GLCaml had a companion library, SDLCaml, which was a similar compact binding to SDL (and in fact somewhat pre-dates GLCaml, since I’d worked on it on-and-off since April ‘06). I’ve decided not to make a separate project page for SDLCaml, but to leave it as a supported, optional library within the GLCaml project. I will continue to maintain and update it, but it won’t be as visible as GLCaml: I do think it’s incredibly handy, but the OCaml landscape is littered with good SDL bindings (like OcamlSDL and Jean-Christophe Filliatre’s ocamlsdl) and mine doesn’t add extremely much value, aside from being very compact.

# Ocaml bindings for OpenGL and SDL

## Posted on 30.06.06 Programming Ocaml Graphics OpenGL Projects

UPDATE: This project has moved to glcaml.sourceforge.net.

In the interests of reinventing the wheel where possible, I wrote OCaml bindings for the SDL libraries and OpenGL libraries over a couple of weekends.

The (automatically generated) OpenGL bindings cover OpenGL 1.1, 1.2, 1.3, 1.4, 1.5, 2.0 and most current non-platform-specific extensions. There are no dependencies whatsoever: the system opengl shared library is loaded dynamically, and the functions are called dynamically, so there is no need to link against import libraries.

The SDL bindings are fairly but not wholly complete; they are hand-written and functions are bound on an as-needed-by me basis. They are only dependent on the SDL main library and not on the mixer, ttf or image libraries.

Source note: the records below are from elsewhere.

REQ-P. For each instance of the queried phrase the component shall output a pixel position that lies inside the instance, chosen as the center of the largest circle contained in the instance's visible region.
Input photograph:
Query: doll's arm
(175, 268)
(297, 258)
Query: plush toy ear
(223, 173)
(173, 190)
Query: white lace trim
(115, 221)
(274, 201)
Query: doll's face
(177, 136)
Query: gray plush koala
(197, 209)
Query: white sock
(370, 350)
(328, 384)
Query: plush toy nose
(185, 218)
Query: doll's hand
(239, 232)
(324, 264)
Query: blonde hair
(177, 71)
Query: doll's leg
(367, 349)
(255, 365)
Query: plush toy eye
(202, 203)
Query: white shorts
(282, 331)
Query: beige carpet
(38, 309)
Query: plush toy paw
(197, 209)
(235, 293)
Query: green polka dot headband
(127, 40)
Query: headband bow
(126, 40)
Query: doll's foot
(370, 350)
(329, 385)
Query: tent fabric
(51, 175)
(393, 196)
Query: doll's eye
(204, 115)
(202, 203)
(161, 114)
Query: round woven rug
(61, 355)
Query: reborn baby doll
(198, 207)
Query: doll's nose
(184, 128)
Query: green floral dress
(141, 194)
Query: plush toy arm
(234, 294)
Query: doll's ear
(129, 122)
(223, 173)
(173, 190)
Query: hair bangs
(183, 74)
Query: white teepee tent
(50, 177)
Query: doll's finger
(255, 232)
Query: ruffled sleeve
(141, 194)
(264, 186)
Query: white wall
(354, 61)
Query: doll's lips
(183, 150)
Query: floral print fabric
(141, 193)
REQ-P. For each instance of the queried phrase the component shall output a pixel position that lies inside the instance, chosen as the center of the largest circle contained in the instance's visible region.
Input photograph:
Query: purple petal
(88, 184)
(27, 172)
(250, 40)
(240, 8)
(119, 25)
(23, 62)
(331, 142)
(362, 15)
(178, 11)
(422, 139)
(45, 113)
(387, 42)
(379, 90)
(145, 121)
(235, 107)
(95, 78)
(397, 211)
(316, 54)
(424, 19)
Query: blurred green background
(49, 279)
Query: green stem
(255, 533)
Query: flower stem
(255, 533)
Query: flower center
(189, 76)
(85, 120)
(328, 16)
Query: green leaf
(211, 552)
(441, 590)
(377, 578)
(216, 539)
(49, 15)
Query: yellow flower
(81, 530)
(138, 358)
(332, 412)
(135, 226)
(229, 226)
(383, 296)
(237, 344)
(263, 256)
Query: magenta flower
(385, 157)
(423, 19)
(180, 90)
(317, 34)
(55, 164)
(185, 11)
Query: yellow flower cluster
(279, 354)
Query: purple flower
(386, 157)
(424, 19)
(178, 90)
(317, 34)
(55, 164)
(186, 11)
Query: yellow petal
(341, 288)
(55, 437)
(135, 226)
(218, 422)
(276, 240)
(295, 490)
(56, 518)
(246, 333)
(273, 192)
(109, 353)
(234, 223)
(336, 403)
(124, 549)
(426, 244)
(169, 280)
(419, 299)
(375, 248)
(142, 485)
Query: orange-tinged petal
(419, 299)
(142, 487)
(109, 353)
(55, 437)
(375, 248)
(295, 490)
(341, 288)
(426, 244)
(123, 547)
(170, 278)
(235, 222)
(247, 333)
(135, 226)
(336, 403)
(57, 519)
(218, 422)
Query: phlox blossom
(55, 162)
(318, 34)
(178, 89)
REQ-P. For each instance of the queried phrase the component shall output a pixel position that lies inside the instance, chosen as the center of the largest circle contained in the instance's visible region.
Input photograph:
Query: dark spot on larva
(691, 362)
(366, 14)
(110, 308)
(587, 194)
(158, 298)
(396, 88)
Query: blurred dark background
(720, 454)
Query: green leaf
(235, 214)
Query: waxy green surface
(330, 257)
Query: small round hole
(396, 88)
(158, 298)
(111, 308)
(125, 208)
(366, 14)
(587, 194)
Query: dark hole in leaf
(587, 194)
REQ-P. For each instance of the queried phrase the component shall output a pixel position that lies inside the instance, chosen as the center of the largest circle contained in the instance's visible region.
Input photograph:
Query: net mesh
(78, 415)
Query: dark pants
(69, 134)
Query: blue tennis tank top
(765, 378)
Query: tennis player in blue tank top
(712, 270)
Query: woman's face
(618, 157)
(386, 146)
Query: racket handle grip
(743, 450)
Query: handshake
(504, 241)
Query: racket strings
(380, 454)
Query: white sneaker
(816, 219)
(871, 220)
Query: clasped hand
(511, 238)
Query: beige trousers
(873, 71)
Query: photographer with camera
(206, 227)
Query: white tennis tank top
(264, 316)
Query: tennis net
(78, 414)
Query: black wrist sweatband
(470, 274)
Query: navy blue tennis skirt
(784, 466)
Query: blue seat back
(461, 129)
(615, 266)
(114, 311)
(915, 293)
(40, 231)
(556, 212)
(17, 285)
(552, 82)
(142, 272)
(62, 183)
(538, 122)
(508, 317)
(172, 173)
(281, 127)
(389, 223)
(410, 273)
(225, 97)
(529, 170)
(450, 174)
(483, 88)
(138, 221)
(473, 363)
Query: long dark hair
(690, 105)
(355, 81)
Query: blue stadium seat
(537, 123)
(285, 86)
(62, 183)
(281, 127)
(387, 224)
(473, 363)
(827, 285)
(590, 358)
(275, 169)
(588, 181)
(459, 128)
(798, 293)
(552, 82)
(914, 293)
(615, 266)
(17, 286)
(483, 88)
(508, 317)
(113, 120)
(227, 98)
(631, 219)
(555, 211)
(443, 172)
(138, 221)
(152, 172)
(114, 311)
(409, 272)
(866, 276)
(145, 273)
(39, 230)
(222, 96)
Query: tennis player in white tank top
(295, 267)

Because I wanted to have basic sound capabilities, the SDL_Audio modules are implemented, along with extra functions for panning and pitch shifting audio buffers.

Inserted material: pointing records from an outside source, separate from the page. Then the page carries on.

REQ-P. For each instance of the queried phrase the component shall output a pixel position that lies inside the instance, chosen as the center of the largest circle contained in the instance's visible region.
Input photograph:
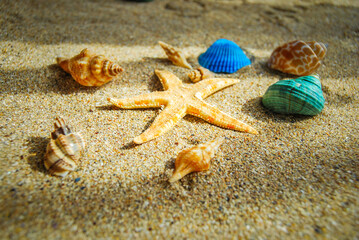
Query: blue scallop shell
(223, 56)
(302, 95)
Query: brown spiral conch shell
(298, 57)
(195, 159)
(90, 69)
(175, 55)
(200, 74)
(64, 149)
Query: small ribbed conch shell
(64, 150)
(298, 57)
(199, 74)
(90, 69)
(195, 159)
(175, 55)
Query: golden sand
(297, 179)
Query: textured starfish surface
(179, 101)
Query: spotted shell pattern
(298, 57)
(64, 150)
(199, 74)
(90, 69)
(195, 159)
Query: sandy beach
(297, 179)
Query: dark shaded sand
(297, 179)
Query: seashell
(223, 56)
(195, 159)
(303, 96)
(90, 69)
(199, 74)
(298, 57)
(175, 55)
(64, 150)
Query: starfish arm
(208, 86)
(165, 121)
(149, 100)
(168, 79)
(213, 115)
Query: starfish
(179, 101)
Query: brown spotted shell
(195, 159)
(90, 69)
(199, 74)
(64, 149)
(175, 55)
(298, 57)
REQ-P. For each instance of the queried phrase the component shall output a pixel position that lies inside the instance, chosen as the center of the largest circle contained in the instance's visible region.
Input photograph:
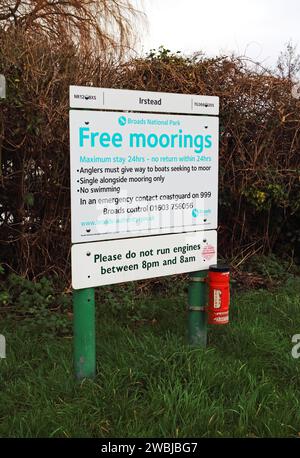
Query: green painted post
(197, 316)
(84, 332)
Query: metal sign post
(144, 196)
(2, 87)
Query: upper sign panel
(121, 99)
(135, 174)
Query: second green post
(197, 316)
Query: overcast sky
(257, 28)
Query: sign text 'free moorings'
(141, 174)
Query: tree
(103, 24)
(288, 62)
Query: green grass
(150, 383)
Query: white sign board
(106, 263)
(116, 99)
(135, 174)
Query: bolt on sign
(144, 184)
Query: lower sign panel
(109, 262)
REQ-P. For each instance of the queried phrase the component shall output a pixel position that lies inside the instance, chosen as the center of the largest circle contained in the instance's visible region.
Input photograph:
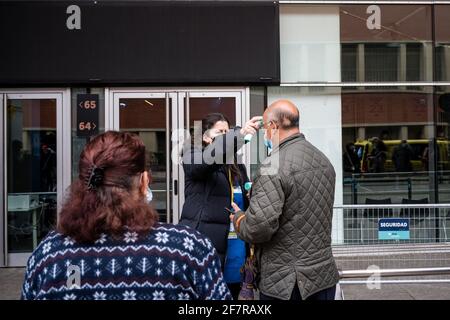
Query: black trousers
(327, 294)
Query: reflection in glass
(147, 118)
(31, 174)
(78, 143)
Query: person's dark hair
(285, 119)
(105, 198)
(207, 123)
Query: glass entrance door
(33, 170)
(149, 115)
(162, 118)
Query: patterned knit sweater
(171, 263)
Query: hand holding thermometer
(259, 122)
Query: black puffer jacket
(207, 189)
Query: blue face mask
(149, 195)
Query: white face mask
(149, 195)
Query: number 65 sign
(87, 115)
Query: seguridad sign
(393, 229)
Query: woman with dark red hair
(108, 243)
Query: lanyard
(231, 185)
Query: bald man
(290, 213)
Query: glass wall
(387, 138)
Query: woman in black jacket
(211, 171)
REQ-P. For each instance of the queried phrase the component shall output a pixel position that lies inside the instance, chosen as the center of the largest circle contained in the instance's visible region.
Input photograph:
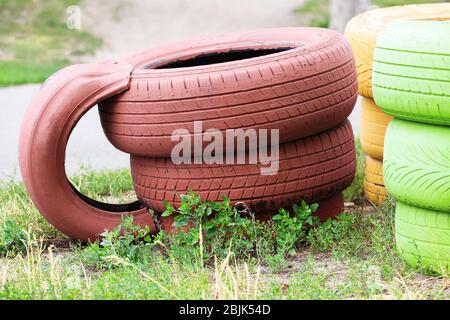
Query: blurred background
(38, 37)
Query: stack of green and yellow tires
(411, 81)
(362, 33)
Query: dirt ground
(129, 26)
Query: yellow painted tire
(363, 30)
(373, 181)
(373, 127)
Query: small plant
(127, 241)
(12, 239)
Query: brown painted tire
(301, 91)
(363, 30)
(328, 208)
(52, 115)
(312, 169)
(374, 123)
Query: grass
(318, 13)
(35, 41)
(351, 257)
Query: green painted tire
(416, 164)
(423, 237)
(411, 71)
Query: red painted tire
(53, 114)
(328, 208)
(301, 91)
(312, 169)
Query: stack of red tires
(300, 81)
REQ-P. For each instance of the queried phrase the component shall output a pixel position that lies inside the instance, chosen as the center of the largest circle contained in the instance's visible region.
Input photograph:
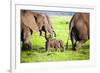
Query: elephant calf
(54, 44)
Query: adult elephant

This has been tested and works on Windows 2000, Windows XP, and Ubuntu Linux running on AMD64.
On Windows I use the mingw Ocaml compiler suite along with the msys shell; the source tarball contains makefiles that work as-is on the Windows mingw/msys port and under Linux. It will probably work as-is for the cygwin port of Ocaml, and will definitely need some tweaking to work under the Visual-C port.

# Cell Texture

## Posted on 12.05.06 Programming Ocaml Graphics

I saw this article on cellular textures and wrote an Ocaml cellular texture generator (source code, public domain).
Compile with
`ocamlc graphics.cma celltexture.ml -o cell`
or
`ocamlopt graphics.cmxa celltexture.ml -o cell`

The end result looks like this:

# Ocaml/GLFW silhouette demo

## Posted on 07.03.05 Programming Ocaml Graphics OpenGL

Adapted from the ObjectLine demo at frustum.org (great website, by the way), an example using Ocaml and GLFW to render a silhouette around an object (using the stencil buffer).